Passado um ano, nos exatos dia e mês do ocorrido no ano anterior, tinha chegado a ocasião de ir até a Lapinha para conclusão da promessa. Estavam aliviados, até felizes apesar das cicatrizes, até mesmo se sentido como uma família especial, escolhida e acolhida pelos anjos. Principalmente a mãe, por ter sido selecionada entre tantas para a concepção de um Anjo. O pai também, mas ele tinha feito uma promessa supostamente mais pragmática: de que nunca mais iria comprar um Jeep. Comprou uma camionete, com carroceria de lona preta para poder ali transportar os quatro filhos sobreviventes, sobre colchões ali colocados para seu maior conforto. Indo de novo para a Lapinha chegaram então até a ponte de madeira do Gabrielão. Não havia cerração. Tudo parecia se confirmar. Aquela cerração da outra 
viagem tinha um propósito que eles não tinham como saber. Ao passar pela ponte, a mãe fez um sinal da cruz ainda olhando a cruz fixada na cabeça da ponte. Então disse, assim meio para dentro, para consumo próprio:
_Nos protejam Minha Senhora da Abadia, minha Santinha Menina e todos os Anjos do firmamento! Protejam também essa Ponte dos Anjos, que nenhuma enchente a leve! 

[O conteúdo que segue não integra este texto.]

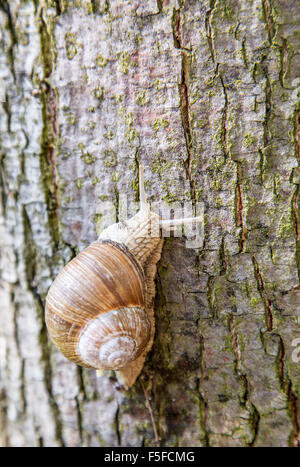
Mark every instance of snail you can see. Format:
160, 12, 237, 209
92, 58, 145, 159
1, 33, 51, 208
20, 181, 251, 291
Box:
45, 166, 199, 389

A ponte do Gabrielão criou asas pelas penas do anjo que dali foi levado para seu lugar devido. Era a Ponte dos Anjos!  Ao chegar na Lapinha do Ribeirão Ribeirãozinho, olharam as relíquias da Santinha Menina. Ao seu lado estava depositada uma imagem em gesso representando um anjo cabeçudo, o que foi providenciado pela própria Dona Alexandra. Era o Anjo Joãozinho com suas asinhas todas estropiadas pela queda da ponte. Tudo arranjado de modo a sugerir um namoro eterno entre o Anjo e a Santinha. A mãe soltou uma lágrima... De suprema felicidade, pois tinha descoberto como era difícil e sofrido o parto de um anjo. Era como achar uma chave que abre todas as portas. Ela era uma mãe angelical.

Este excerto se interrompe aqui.